Po klasą spotkała swoich przyjaciół, z którymi miała lekcję. Pocałowała każdego w policzek i zaczęła rozmowę ( o dziwo nie o lekcji) o wypadzie do Hogsmead.
                - To, co wybieramy się jutro do Hogsmead? – Zapytała ucieszona. Bardzo chciała się tam wybrać z przyjaciółmi i przy okazji iść do nowo otwartej tak bibliotece.
                - Oj Hermi, Hermi pewnie, że tak, ale na stówkę zaciągniesz nas do biblioteki i przesiedzisz tam z rok. – Dziewczyna zarumieniła się na słowa Dracona, który przeglądał książkę Hermiony ( tą od Ginny).
                - EJ ODDAWAJ!! – Krzyknęła na niego, na co chłopak się zaśmiał i podniósł rękę z książką w górę, a Hermiona zaczęła po nią skakać. W tym momencie gryfonka przeklinała to, że chłopak był wyższy od niej o około dwadzieścia (!) centymetrów. Obok nich stali rozbawieni Blaise i Pansy, którzy ciągle się do siebie przytulali. Po pewnym czasie chłopak oddał dziewczynie książkę.
                - Fajna książka, Granger. Nie wiedziałem, że gustujesz w Francuskie romansidła. No, no zaskoczyłaś mnie panienko. – Zacmokał i rozbawiony spojrzał na również rozbawioną przyjaciółkę.

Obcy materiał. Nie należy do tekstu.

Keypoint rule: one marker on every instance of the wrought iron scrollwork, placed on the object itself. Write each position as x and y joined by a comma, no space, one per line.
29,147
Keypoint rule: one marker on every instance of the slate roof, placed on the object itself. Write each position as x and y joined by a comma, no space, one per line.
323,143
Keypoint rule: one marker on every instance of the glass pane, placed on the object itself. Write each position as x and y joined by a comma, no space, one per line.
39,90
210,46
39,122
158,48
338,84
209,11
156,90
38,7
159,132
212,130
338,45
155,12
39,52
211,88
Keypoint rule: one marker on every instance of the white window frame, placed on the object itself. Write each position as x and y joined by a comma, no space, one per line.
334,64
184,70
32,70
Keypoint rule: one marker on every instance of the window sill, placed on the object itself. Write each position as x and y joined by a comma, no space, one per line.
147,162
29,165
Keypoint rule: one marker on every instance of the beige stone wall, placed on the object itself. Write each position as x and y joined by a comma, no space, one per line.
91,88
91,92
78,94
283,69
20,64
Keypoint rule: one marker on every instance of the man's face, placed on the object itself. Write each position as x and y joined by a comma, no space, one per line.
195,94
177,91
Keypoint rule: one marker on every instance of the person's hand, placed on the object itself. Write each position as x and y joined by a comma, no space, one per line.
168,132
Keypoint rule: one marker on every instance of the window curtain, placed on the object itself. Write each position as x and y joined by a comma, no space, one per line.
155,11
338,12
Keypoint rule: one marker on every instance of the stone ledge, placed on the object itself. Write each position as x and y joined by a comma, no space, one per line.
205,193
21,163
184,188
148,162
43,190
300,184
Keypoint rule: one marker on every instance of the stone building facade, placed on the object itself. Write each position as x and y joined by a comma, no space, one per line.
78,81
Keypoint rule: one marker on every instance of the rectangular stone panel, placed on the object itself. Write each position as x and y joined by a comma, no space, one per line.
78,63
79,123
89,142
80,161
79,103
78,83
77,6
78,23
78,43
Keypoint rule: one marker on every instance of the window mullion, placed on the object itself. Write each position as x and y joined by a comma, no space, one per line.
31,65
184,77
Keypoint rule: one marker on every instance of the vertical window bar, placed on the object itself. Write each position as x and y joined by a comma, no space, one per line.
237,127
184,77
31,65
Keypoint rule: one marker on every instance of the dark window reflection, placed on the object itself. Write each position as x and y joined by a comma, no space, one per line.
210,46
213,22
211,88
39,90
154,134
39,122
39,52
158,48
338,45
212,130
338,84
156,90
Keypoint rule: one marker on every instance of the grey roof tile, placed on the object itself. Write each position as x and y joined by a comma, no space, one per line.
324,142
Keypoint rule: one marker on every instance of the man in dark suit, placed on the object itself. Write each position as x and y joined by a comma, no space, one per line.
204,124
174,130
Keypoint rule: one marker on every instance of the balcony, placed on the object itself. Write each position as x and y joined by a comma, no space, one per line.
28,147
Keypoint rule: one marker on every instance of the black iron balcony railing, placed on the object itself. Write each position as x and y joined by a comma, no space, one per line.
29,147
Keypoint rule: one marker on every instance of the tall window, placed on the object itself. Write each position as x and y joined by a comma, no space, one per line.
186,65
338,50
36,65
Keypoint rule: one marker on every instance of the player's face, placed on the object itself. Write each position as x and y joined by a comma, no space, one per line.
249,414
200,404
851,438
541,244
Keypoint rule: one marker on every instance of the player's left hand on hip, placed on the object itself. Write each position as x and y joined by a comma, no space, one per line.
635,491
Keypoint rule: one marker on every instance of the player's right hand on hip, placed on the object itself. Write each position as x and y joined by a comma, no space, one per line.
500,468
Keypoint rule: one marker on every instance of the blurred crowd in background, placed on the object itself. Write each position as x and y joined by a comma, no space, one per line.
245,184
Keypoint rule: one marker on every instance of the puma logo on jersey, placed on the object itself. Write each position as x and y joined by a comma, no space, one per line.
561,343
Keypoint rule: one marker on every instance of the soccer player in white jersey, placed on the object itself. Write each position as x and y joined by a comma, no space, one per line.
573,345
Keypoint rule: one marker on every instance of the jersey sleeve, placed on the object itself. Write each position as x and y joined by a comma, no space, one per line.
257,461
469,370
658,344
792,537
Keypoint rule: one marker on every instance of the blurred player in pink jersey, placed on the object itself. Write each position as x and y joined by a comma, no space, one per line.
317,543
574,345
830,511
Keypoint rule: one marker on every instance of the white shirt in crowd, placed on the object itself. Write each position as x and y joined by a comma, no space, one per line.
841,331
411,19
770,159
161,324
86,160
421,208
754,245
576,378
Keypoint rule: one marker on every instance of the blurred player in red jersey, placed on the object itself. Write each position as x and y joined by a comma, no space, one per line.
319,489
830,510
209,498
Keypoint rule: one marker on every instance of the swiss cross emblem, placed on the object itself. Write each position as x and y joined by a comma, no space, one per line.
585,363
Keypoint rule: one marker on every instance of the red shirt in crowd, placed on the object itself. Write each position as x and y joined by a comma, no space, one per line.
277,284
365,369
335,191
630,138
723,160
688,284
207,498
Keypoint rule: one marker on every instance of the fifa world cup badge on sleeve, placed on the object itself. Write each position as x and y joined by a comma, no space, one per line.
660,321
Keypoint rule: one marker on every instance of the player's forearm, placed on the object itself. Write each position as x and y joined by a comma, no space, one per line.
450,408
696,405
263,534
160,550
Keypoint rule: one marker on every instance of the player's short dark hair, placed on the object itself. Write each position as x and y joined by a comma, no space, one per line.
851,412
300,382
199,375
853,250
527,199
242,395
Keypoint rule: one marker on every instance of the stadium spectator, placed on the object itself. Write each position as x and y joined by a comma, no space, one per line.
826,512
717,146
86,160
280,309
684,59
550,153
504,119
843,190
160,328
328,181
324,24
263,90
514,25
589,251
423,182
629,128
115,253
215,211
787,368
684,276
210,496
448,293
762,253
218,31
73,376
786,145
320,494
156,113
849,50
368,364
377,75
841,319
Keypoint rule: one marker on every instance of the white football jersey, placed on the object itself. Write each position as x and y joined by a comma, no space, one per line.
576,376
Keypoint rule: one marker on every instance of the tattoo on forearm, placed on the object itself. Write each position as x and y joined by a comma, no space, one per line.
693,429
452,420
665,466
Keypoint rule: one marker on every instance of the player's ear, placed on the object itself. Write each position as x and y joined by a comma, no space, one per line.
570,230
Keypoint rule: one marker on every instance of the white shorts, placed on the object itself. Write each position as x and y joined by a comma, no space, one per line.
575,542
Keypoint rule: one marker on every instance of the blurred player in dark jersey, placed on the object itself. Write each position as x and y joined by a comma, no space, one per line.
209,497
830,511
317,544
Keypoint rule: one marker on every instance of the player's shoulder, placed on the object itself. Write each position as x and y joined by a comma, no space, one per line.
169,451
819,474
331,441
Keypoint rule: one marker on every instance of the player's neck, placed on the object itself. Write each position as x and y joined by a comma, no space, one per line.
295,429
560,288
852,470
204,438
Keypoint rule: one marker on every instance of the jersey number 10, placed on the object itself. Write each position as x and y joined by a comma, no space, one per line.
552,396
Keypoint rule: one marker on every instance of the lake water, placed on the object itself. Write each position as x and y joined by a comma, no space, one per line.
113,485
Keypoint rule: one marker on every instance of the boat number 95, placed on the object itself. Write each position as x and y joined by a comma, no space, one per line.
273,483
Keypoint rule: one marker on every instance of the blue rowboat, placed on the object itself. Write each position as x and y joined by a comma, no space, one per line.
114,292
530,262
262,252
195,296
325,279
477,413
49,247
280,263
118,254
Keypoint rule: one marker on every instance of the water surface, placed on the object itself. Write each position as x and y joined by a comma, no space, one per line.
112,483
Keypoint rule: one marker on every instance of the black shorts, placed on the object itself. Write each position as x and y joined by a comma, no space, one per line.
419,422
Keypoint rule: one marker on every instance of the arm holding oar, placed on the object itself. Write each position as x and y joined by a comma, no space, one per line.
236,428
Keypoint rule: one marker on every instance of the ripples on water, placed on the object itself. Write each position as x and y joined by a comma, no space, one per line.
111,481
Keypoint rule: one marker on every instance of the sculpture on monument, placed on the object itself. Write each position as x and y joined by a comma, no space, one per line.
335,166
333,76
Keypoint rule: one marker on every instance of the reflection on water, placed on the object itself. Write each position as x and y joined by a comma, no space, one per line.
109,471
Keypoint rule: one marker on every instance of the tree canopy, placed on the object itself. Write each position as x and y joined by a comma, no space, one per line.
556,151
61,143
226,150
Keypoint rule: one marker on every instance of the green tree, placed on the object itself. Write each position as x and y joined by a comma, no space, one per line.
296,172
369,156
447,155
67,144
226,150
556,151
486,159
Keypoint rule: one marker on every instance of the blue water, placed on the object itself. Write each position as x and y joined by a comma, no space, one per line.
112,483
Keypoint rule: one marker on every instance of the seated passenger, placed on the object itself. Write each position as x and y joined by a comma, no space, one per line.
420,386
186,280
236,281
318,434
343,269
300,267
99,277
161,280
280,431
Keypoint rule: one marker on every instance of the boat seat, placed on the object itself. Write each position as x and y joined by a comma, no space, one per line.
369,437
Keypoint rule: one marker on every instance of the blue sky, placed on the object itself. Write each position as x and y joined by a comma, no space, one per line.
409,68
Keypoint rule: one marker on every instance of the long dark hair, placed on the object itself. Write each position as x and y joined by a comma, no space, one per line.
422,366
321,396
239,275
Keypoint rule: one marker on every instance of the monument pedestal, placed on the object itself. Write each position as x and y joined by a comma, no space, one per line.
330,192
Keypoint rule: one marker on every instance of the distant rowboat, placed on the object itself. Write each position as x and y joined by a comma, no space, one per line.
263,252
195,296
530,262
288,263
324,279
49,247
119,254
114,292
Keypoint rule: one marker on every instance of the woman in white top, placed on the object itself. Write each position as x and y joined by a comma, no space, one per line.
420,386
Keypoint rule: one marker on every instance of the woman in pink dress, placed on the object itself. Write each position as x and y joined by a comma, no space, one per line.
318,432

                - A dziękuję Malfoy, a owszem gustuję paniczu. – Całą czwórką wybuchnęli śmiechem. Po chwili zadzwonił dzwonek zwiastując początek lekcji. Ślizgoni i Gryfoni weszli do klasy, po tym jak nauczycielka otworzyła drzwi do Sali.

                - Kochani! Dziś podzielę was w pary: Gryfon i Ślizgon oraz będziecie w tych parach pisać esej o dwóch wybranych zaklęciach i proszę o oddanie prac do końca lekcji. – Po Sali przeszedł szmer niezadowolenia, ze strony większości uczniów. Nauczycielka podzieliła już większość klasy.
                - Hmm Panna Parkinson z Panem Longbottomem, pan Zabini z panną Patil, panna Granger z panem Malfoyem. Do pracy! – Krzyknęła i zajęła się papierami, a uczniowie zabrali się za pisanie prac.
                - No to o czym piszemy? – Zapytał Draco bawiący się długopisem, ale ciągle patrzący się na dziewczynę.
                - Może Pripendo i Karambolis*?
                - Okej. – Wzięli się do roboty, a tak właściwie to Hermiona pisała, a chłopak tylko się jej przyglądał. Jest taka urocza jak się skupia – takie i podobne myśli były w tym czasie w głowie młodego Malfoya. Coś go do niej ciągłą, ale nie wiedział, co. Ciągle sobie powtarzał, że to tylko przyjaciółką, która go interesuje swoim zachowaniem oraz ciągle zaskakuje i chce ją poznać. Czasem przyłapywał się na myśleniu o niej, jako jego dziewczynie, ale szybko odganiał od siebie te myśli.
Po skończonej pracy Draco wraz z Hermioną odnieśli esej, który położyli na biurku profesorki.